Arbin sabía que volvería, a pesar de los riesgos.

Ya había pasado la medianoche cuando Shekt pensó por primera vez en acostarse, y lo hizo únicamente porque Pola estaba muy preocupada e insistía en que descansara un rato; pero no consiguió conciliar el sueño. Su almohada parecía haberse convertido en un artilugio sutilmente diseñado para producir la asfixia, y las sábanas eran una trampa en la que no paraba de retorcerse. Shekt acabó levantándose y se sentó al lado de la ventana. La ciudad estaba a oscuras, pero sobre el horizonte y al otro lado del lago se veía el tenue rastro del resplandor azul de la muerte que había asolado toda la Tierra exceptuando unas pocas zonas.

Todas las actividades de aquel día agobiante que acababa de terminar desfilaron en un cortejo enloquecido por su mente. Después de haber convencido al asustado granjero de que se marchara, el primer paso había consistido en establecer contacto con la Casa del Estado. Ennius debía de haber estado esperando que Shekt le informase, porque le atendió personalmente. El Procurador seguía atrapado dentro de la pesada vestimenta impregnada de plomo.

—Ah, Shekt, buenas noches... ¿Terminó su experimento?

—Sí, y faltó muy poco para que también terminara con mi voluntario. Pobre hombre...

Ennius pareció luchar con las náuseas.

—Veo que acerté al decidir no quedarme —comentó—. Siempre he opinado que en el fondo los científicos no se diferencian mucho de los asesinos.

—Aún no está muerto, Procurador, y quizá consigamos salvar su vida, pero...

Shekt se encogió de hombros.

—Si fuese usted, en el futuro me conformaría con las ratas, Shekt... Pero le noto cambiado, amigo mío. Al menos usted debería de estar acostumbrado a esto aunque yo no lo esté.

—Me hago viejo, Procurador —se limitó a responder Shekt.

—Lo que en la Tierra resulta muy peligroso —fue la seca contestación que obtuvo—. Vaya a acostarse, Shekt.

Pero Shekt seguía sentado junto a la ventana, contemplando la ciudad a oscuras de un mundo agonizante.

Las pruebas del sinapsificador se habían iniciado hacía dos años, y Shekt llevaba dos años siendo el esclavo de la Sociedad de Ancianos..., la Hermandad, como se llamaban ellos.

Tenía siete u ocho artículos que hubiesen podido ser publicados en la Revista de neurofisiología siriana, y que quizá le habrían proporcionado la fama a escala galáctica que tanto anhelaba; pero las hojas se iban poniendo amarillas poco a poco dentro de un cajón de su escritorio, y en cambio se había visto obligado a publicar un artículo oscuro y deliberadamente engañoso en la revista Estudios físicos.

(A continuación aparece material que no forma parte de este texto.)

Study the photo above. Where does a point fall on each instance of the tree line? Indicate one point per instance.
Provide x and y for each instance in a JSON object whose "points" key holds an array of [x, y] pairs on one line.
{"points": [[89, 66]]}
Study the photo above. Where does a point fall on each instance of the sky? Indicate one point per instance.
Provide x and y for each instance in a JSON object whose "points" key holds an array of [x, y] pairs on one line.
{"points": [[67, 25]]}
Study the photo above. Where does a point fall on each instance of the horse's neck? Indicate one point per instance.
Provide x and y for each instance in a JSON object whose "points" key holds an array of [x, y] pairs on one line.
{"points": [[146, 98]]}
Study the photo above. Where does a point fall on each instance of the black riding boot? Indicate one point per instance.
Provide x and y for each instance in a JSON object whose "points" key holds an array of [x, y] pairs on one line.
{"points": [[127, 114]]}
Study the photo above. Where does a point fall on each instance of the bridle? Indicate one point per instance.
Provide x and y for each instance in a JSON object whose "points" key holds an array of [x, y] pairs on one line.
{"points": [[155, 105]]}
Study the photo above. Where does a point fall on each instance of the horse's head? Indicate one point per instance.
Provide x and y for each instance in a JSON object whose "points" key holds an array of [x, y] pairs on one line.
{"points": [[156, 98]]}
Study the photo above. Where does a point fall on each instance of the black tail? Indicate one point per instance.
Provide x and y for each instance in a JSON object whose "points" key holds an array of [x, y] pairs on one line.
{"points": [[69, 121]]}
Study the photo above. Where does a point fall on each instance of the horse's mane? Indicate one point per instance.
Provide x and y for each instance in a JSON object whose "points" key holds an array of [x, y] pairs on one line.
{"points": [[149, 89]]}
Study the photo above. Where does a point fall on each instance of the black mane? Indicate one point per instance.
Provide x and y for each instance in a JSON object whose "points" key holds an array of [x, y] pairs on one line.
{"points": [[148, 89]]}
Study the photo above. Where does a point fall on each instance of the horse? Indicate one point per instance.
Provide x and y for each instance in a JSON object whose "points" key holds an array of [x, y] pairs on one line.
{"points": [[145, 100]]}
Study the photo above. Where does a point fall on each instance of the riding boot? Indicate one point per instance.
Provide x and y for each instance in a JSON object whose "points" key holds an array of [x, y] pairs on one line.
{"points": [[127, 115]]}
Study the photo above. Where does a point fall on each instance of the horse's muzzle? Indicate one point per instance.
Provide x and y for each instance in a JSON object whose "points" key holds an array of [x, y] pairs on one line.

Era uno de los métodos típicos de la Hermandad: para los Ancianos una verdad a medias siempre resultaba preferible a una mentira.

Y sin embargo, no cabía duda de que Ennius estaba haciendo investigaciones. ¿Por qué?

¿Tendría relación con otras cosas que había averiguado? ¿Sería que el Imperio sospechaba lo mismo que Shekt?

La Tierra se había sublevado tres veces en dos siglos. El planeta se había rebelado en tres ocasiones contra las guarniciones imperiales, alzándose en armas bajo el estandarte de la grandeza que afirmaba había sido suya en el pasado. Las tres rebeliones habían fracasado, naturalmente, y de no ser por la naturaleza básicamente tolerante del Imperio y por el hecho de que los Consejos Galácticos contaban con una mayoría de estadistas sagaces, la Tierra ya hubiese sido cruentamente borrada de la lista de mundos habitados.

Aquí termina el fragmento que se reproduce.